1. EFFECTIVE DATE AND EXPIRY OF INSURANCE CONTRACT

The insurance contract takes effect and expires at the time and dates indicated in Item 2, “Declarations” or, where applicable, in the endorsement.

 

2. TERMINATION OF INSURANCE CONTRACT PRIOR TO EXPIRY DATE

The insurance contract will terminate prior to its expiry date if:

the described vehicle is a total loss and the insurer has fulfilled its obligations; or
the use of the described vehicle is changed to a use indicated under “Exclusions” and the change was not authorized by the insurer.

In addition, coverage under the insurance contract may not be transferred to another vehicle. If the
named insured changes vehicles, the insurance contract will terminate.

In all instances, the insurer must refund to the named insured any overpayment of insurance premiums, as calculated according to the “Cancellation table.” The “Cancellation table” is part of the insurance contract.

 

3. RENEWAL OF INSURANCE CONTRACT

Upon its date of expiry, the insurance contract will terminate and may not be renewed.

 

4. CANCELLATION OF INSURANCE CONTRACT (ENDING OF INSURANCE CONTRACT)

4.1 Cancellation by named insured

4.1.1 Conditions to be met

The named insured may cancel the insurance contract at any time by written notice to the insurer.

The named insureds may mandate one or more of them to send a written notice on behalf of them all.

Cancellation takes effect upon receipt by the insurer of the notice from each of the
named insureds or their representative.

4.1.2 Refund of insurance premium

If the insurance contract is cancelled by the named insured, the insurer must refund any overpayment of insurance premiums, as calculated according to the “Cancellation table.” The “Cancellation table” is part of the insurance contract.

However, if the insurance premium was paid to the insurer by the insurance broker or distributor, the named insured may be refunded solely for what has actually been paid or refunded to the insurance broker or distributor.

4.2 Cancellation by insurer

4.2.1 Conditions to be met

The insurer may cancel the insurance contract if the insurance premium has not been paid.

The insurer must send a written notice to each of the named insureds or their representative.
Cancellation takes effect 15 days after receipt of the notice by each of the named
insureds or by their representative, at their last known address.
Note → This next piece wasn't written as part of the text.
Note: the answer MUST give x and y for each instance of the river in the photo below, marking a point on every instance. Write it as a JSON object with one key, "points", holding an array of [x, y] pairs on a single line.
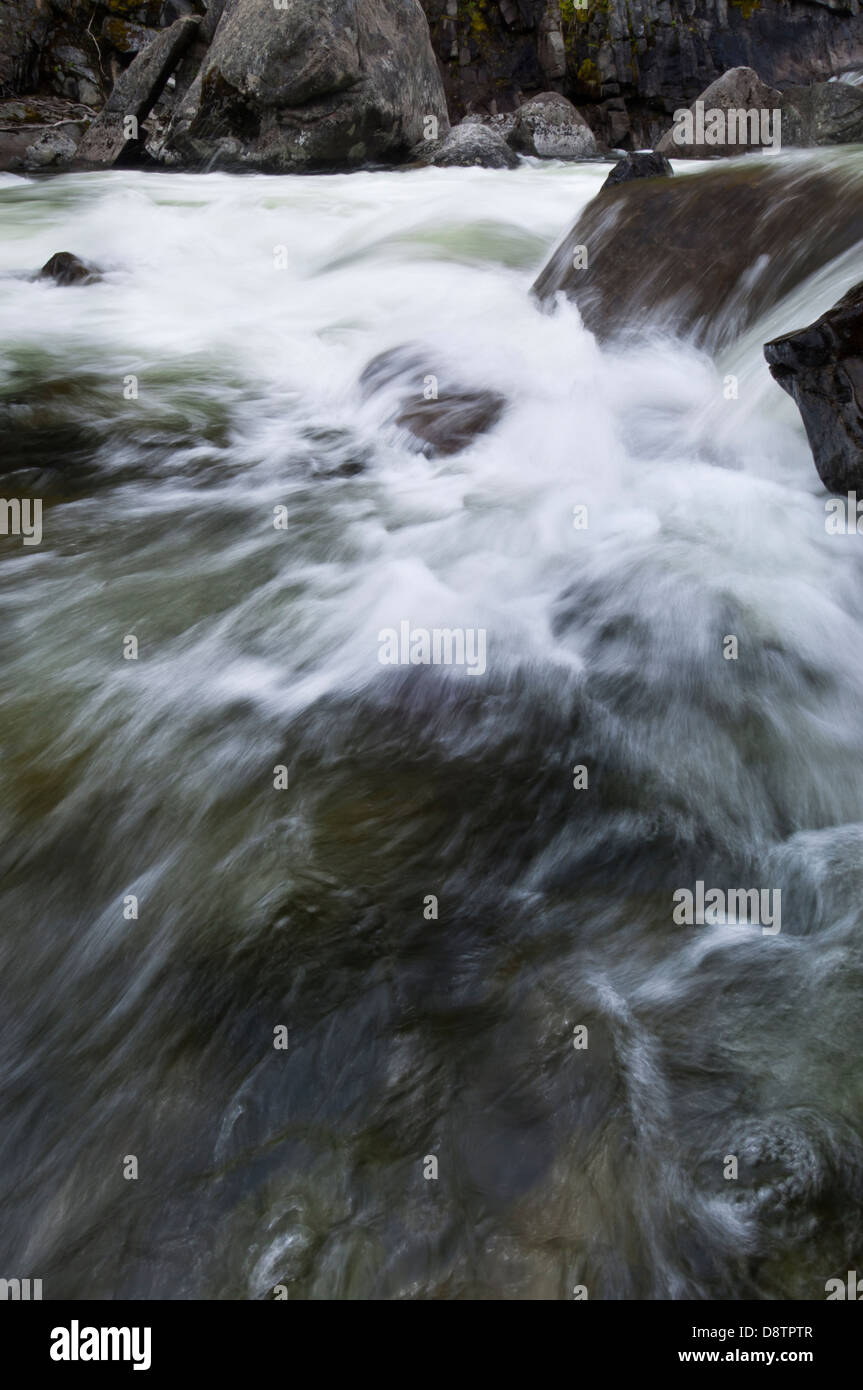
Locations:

4.2.2 Refund of insurance premium

If the insurer cancels the insurance contract, the insurer will be entitled only to the portion of the insurance premium corresponding to the number of days for which the named insured was actually covered under the insurance contract.

If the named insured paid the insurance premium in advance, the insurer must refund the overpayment. However, if the insurance premium was paid to the insurer by the insurance broker or the distributor, the named insured may be refunded solely for what has actually been paid or refunded to the insurance broker or distributor.